Discussion in 'Index Futures' started by pcgeek86, Jan 16, 2007.

  1. Hey, I'm interested in trading the Dow E-mini, although I need some help understanding how the margin requirements work. IB says that the intraday initial margin is $1219, and intraday maintenance margin is $975. Does this mean that they subtract $1219 from my account when I purchase a contract, and I must maintain $975 cash in my account until I sell it? I just want to make sure I understand these terms right.

    Also, if my account is not a margin account, can I still trade futures under these margin regulations?
     
  2. Lucrum

    Lucrum

  3. It means you must have the initial margin amount in your account - it is not taken from your account. Then you must have the maintenance amount to keep the trade open. If you fall below the maintenance amount IB will automatically close the trade for you. The other thing to be aware of it the minimum account value to open a futures trade, currently 2000, I think. So the initial is of value if you trade multiple contracts or multiple markets.

    To trade the futures you must have the permissions, but it does not need to be a margin account.

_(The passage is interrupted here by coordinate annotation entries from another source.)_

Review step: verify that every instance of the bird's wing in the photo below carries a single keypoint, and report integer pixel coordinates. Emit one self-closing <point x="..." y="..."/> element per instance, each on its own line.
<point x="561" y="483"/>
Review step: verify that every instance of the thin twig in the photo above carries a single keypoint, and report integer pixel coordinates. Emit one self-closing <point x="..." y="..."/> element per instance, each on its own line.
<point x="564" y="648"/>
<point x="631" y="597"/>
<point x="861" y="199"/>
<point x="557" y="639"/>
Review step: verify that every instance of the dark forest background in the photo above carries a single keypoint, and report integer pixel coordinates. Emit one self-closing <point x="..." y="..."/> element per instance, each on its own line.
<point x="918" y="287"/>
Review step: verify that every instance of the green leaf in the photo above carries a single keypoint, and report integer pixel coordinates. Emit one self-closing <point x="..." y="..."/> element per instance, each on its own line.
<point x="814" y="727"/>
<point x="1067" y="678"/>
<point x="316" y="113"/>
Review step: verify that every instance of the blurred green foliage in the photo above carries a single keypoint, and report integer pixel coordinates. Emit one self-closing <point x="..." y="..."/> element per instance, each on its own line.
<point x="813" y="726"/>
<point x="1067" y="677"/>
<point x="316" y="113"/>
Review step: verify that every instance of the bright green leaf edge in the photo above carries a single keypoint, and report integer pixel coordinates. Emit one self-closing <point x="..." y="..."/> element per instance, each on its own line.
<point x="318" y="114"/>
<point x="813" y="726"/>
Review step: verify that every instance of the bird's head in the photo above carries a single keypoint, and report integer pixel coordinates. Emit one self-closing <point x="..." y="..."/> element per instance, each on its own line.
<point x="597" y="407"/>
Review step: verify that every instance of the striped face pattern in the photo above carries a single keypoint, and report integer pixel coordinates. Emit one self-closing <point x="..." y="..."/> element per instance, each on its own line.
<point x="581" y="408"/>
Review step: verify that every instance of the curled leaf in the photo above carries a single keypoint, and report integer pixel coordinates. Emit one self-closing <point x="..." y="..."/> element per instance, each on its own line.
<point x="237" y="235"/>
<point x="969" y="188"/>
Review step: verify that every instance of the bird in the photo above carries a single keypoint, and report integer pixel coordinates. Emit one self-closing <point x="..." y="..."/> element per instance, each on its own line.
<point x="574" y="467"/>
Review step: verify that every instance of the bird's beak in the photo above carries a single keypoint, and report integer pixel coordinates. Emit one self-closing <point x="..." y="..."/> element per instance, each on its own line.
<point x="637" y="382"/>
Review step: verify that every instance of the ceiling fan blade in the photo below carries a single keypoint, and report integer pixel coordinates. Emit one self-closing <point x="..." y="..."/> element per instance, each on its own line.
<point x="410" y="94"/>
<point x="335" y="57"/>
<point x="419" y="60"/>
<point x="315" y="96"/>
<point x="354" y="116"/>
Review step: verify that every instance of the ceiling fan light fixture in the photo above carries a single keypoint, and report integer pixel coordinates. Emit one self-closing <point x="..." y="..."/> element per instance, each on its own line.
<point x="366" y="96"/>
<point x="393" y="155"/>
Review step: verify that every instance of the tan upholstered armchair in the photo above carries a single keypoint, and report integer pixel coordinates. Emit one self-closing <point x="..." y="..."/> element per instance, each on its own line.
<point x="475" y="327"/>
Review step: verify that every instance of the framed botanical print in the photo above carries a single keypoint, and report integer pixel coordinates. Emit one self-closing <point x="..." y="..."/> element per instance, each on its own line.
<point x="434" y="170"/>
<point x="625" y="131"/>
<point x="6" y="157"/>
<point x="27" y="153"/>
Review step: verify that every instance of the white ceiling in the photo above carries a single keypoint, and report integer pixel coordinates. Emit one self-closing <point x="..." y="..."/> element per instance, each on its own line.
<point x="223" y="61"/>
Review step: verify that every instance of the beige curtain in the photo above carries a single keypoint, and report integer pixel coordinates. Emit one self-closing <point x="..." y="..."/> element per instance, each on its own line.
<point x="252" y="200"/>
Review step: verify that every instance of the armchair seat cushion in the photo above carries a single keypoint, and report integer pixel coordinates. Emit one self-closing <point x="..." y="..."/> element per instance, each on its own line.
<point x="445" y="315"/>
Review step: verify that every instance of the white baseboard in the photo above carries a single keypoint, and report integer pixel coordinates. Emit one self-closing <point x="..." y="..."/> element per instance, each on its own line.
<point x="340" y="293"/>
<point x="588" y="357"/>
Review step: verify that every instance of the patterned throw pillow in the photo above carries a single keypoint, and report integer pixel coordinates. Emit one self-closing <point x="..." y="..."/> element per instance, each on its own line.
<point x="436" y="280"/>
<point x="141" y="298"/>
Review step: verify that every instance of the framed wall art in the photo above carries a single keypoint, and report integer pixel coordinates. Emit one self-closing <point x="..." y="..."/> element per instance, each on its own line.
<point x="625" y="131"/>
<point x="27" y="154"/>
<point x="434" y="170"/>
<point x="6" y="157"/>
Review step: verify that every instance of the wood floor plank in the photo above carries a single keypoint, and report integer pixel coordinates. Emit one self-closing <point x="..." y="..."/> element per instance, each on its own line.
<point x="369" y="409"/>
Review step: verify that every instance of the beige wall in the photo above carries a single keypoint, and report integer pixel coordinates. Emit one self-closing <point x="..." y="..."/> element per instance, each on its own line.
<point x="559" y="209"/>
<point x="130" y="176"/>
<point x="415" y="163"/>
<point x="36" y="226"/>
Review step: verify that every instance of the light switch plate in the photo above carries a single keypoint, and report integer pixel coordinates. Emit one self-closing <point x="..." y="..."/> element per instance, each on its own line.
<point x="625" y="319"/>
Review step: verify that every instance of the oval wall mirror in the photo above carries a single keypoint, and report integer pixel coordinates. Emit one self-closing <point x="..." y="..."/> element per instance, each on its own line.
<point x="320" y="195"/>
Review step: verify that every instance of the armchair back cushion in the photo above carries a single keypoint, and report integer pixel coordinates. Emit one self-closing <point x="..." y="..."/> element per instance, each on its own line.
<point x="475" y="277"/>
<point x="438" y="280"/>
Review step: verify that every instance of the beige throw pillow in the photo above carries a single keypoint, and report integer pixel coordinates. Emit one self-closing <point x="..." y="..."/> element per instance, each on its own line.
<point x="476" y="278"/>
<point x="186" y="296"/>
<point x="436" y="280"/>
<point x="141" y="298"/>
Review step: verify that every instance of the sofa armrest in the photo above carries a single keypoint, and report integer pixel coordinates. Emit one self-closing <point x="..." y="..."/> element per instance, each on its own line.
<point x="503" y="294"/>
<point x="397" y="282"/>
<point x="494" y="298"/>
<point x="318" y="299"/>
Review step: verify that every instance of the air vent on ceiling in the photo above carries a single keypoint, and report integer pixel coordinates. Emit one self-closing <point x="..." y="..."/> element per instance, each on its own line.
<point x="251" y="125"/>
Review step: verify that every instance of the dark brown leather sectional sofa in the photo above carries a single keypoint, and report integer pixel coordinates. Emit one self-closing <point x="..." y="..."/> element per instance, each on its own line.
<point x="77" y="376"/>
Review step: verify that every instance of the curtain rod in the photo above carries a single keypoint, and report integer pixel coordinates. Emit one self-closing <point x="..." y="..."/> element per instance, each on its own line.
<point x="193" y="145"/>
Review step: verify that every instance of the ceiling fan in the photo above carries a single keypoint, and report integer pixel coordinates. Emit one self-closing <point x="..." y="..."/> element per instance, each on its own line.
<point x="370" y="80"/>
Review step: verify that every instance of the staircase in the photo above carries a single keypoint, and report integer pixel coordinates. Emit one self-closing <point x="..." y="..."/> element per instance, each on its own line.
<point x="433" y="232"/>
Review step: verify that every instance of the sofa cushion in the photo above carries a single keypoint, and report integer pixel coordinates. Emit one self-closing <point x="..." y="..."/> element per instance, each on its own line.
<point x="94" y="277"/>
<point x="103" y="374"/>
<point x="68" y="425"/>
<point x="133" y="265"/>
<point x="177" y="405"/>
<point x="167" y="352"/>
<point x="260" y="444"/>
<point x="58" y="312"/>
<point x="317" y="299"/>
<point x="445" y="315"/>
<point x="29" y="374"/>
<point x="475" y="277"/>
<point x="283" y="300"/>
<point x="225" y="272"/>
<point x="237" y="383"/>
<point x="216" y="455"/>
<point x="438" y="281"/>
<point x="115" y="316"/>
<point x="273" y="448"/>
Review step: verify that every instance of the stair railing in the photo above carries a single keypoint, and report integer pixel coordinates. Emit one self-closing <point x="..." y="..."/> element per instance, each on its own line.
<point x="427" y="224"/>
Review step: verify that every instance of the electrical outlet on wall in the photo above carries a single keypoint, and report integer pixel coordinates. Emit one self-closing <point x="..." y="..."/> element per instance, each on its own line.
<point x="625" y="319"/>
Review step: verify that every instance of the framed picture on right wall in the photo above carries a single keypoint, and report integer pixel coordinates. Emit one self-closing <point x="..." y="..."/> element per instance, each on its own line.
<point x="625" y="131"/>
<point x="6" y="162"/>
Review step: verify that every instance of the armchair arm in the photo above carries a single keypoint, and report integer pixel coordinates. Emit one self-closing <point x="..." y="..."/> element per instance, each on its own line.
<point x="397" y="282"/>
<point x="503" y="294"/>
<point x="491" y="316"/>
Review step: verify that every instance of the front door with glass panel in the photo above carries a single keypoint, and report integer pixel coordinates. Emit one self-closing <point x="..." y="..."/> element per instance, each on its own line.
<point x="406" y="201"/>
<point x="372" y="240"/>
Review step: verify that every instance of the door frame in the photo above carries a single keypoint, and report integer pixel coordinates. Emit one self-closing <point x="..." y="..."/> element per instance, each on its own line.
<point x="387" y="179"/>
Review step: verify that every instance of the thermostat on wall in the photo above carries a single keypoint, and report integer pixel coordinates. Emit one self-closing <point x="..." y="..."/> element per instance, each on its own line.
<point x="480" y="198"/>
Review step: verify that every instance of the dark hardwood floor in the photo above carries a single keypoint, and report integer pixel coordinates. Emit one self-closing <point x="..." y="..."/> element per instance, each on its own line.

    Make 'em pretty, Chris
     
  4. Thanks guys!
     
  5. Intraday margins depend on the firm; at the settlement time you must have the exchange amount. i heard that some firms charge you if you don't have enough margin or they liquidate. The place i trade at the day margin is $500 on e-mini's.
     
  6. What the hell?

    Maybe I don't know my terminology exactly, but I do know that cash accounts can trade futures ... look at the description of it under Account Management.